The Anger Meridian opens with high drama. Merryn Huntley, a Dallas housewife married to a wealthy real estate mogul, is awakened by the local police with news that her husband, along with his young mistress,  has been killed in a car accident. From the start, Huntley comes across as an unreliable narrator, which adds an extra layer of tension to the book. Did Merryn know about the affair before hand? Did she know about her husband’s shady business dealings and the millions of missing dollars hidden in a secret account? Within a few pages, she’s escaped with her nine-year-old daughter, to stay with her despotic, ex-pat mother in San Miguel de Allende, Mexico. It’s there that Merryn must come to terms with her husband’s true nature, as well as that of her beloved mother “Bibi.” The novel may follow the typical formula found in many romance-tinged thrillers (the handsome doctor who falls madly in love with Merryn at first sight, for example), but it maintains a lovely sense of place and character. There is a psychological depth to the story, especially in regards to a keen focus on mother and daughter relationships. Underlying this is a compelling mystery and a sense of tension that will keep readers moving fast through the story.

The Liminal War
The Liminal War

The Liminal War

By Ayize Jama-Everett

In the installment of his Liminal trilogy,  Bay Area author Ayize Jama-Everett continues a rough-neck ride through a dystopian landscape as seen through the eyes of Taggert, a mercenary turned healer. Taggert’s adopted daughter Prentis has disappeared, most likely stolen away by his nemesis Norden. Taggert and his powerful Liminal daughter Tamara (within the first few pages she mentally knocks out half of London’s population after finding out about Prentis’ kidnapping) are determined to rescue their kin by any means necessary.

Liminals are a fascinating bunch and their ability to fluctuate dramatically between good and evil sets the book on a narrative tightrope.  Explains Taggert: “Liminals – folks like myself, born with a variety of abilities and skills – tend to be . . . difficult. With no template of appropriate behavior, a Liminal with the ability to enter dreams can be a fairy godmother or a psychic racist. My brother, with hard telekinetic abilities, chose the latter route.”
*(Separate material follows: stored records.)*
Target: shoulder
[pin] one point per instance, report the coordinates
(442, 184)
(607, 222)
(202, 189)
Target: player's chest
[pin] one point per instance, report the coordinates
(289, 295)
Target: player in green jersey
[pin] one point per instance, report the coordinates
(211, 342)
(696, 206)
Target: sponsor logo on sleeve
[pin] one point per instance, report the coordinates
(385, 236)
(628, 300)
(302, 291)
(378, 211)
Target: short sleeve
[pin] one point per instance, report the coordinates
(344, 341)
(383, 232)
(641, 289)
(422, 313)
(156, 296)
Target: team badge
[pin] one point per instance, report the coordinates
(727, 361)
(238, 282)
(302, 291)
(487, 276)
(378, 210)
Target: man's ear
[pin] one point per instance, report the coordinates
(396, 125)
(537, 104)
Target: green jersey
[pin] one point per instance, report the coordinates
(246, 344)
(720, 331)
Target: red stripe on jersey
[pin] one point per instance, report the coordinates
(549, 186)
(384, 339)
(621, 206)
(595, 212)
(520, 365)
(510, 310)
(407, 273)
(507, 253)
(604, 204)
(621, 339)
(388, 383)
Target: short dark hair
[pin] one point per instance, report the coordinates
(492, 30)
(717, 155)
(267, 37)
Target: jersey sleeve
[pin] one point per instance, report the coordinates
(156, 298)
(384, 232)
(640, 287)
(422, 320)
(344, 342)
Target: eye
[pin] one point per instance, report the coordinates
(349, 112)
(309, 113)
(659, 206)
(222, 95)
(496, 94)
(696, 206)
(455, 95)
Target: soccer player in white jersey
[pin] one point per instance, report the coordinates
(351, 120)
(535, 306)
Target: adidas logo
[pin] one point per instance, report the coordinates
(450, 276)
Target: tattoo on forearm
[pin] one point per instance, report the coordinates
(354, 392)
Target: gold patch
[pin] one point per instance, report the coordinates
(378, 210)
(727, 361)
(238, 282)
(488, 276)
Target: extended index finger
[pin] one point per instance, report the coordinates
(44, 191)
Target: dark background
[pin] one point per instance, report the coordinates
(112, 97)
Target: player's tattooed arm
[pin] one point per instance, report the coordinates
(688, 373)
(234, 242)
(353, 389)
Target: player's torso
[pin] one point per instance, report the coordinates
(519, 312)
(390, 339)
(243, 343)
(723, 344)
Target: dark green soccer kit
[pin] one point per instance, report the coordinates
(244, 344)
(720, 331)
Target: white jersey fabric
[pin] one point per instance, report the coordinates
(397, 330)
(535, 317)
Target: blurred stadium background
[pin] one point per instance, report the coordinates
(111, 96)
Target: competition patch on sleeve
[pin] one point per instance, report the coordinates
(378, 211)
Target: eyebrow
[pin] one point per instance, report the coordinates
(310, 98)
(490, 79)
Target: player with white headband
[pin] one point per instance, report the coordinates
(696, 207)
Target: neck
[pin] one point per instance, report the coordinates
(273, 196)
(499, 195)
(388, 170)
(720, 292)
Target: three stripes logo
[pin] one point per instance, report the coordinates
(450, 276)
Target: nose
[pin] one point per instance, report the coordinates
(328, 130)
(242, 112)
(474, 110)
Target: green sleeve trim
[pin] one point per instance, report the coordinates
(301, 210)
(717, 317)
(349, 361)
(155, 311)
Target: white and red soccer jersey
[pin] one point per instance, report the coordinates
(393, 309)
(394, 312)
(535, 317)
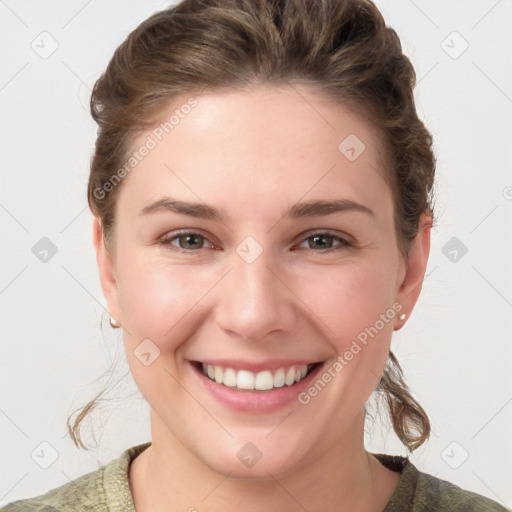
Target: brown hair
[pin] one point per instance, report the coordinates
(342, 48)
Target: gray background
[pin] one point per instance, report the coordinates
(56, 341)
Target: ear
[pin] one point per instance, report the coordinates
(106, 270)
(415, 268)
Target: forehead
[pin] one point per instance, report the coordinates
(258, 146)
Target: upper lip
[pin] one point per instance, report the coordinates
(257, 366)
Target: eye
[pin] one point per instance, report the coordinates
(187, 242)
(324, 242)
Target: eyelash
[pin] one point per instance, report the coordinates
(167, 239)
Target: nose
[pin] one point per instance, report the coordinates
(255, 302)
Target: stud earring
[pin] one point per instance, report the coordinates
(114, 323)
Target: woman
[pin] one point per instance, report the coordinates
(261, 186)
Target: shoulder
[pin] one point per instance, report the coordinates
(102, 490)
(421, 492)
(82, 494)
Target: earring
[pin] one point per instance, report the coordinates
(114, 323)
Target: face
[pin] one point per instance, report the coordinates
(255, 285)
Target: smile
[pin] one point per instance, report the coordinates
(261, 381)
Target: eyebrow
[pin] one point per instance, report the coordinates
(297, 211)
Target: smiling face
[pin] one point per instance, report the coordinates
(252, 288)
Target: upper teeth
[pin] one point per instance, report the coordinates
(244, 379)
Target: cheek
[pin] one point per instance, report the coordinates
(350, 299)
(158, 299)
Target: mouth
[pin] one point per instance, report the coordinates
(265, 380)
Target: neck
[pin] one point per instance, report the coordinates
(166, 476)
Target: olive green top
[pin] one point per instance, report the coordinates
(107, 490)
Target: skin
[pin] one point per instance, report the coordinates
(252, 154)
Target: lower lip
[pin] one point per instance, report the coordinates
(251, 400)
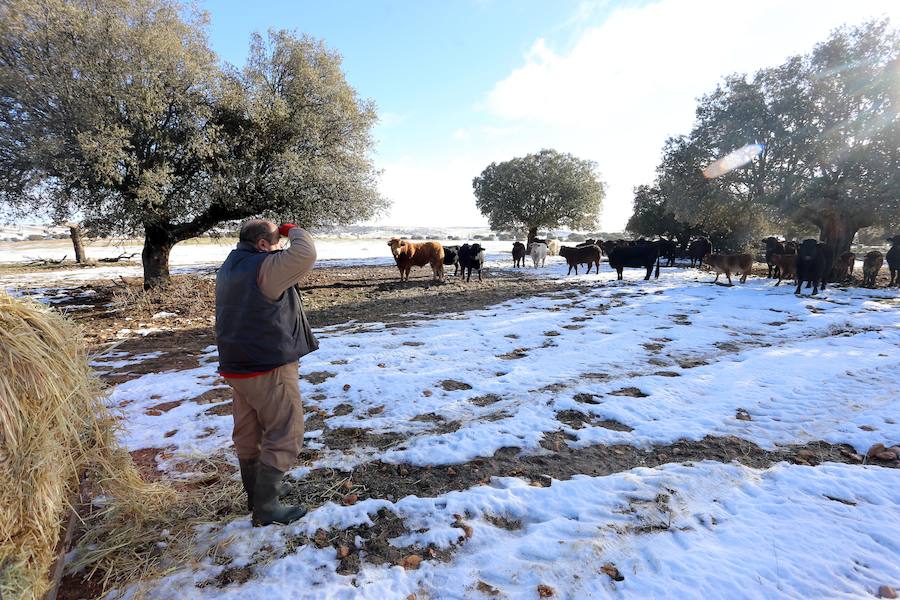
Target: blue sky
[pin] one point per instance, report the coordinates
(461, 83)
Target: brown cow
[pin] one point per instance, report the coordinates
(728, 264)
(408, 255)
(787, 266)
(871, 265)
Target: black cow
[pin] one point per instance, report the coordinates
(536, 241)
(581, 255)
(635, 256)
(773, 246)
(451, 257)
(814, 263)
(893, 260)
(697, 250)
(471, 256)
(519, 254)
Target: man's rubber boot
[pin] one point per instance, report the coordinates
(248, 477)
(266, 507)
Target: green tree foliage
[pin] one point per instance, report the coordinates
(117, 111)
(683, 203)
(548, 189)
(830, 129)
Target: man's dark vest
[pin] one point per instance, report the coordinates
(254, 333)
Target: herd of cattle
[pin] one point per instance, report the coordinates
(810, 261)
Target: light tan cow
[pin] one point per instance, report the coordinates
(728, 264)
(408, 255)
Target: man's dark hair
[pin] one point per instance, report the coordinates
(258, 229)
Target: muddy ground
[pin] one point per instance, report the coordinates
(334, 296)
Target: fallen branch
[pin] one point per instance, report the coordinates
(43, 262)
(123, 256)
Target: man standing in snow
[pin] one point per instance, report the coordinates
(261, 332)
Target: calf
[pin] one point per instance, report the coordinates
(814, 262)
(634, 256)
(893, 260)
(408, 255)
(843, 267)
(519, 254)
(786, 265)
(668, 249)
(471, 256)
(730, 263)
(451, 257)
(697, 250)
(538, 253)
(871, 265)
(588, 255)
(773, 246)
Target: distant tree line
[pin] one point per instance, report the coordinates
(829, 128)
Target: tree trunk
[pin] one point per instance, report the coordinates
(75, 234)
(155, 257)
(837, 230)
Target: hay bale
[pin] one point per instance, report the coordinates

Like Ursula K. LeGuin and Octavia Butler before him, Jama-Everett has a knack for braiding issues of spirituality and race throughout a compelling fantasy landscape.  It wouldn’t hurt to read the first book in the trilogy, The Liminal People, to get background on this compelling group of characters.

The Sunlit Night
The Sunlit Night

The Sunlit Night

By Rebecca Dinerstein

Okay, The Sunlit Night isn’t really a thriller in the truest sense (no dead bodies or mysterious disappearances to solve), but it is, as Jonathan Safran Foer enthuses on the cover, “as psychologically rich as a thriller.” From the opening line, the novel, a first for poet Rebecca Dinerstein, is hard to put down. Here, the reader is introduced to Frances, an art student at the tail end of a three-month long affair that ends with a whimper not a bang.  On returning to her parent’s tiny Manhattan apartment, where Frances and her sister share a tiny bedroom, she learns that her family is about to be blown apart by separation and marriage. Told in gorgeous, taut prose, Dinerstein sends Frances on a journey to the far north, to Lofoten, a tiny island in the Norwegian Sea, miles north of the Arctic Circle.  “It was May, and I was interested in getting all of my light in one night-less season. Then hanging onto it. That’s what I needed, I thought, a lesson in either light-making, or light keeping,” thinks Frances, before embarking on her adventure. In those cold climes, Frances meets Yasha, a young baker from Brighton Beach. As too be expected, the two find solace in each other, and in the prospect of connection sans agony and alienation.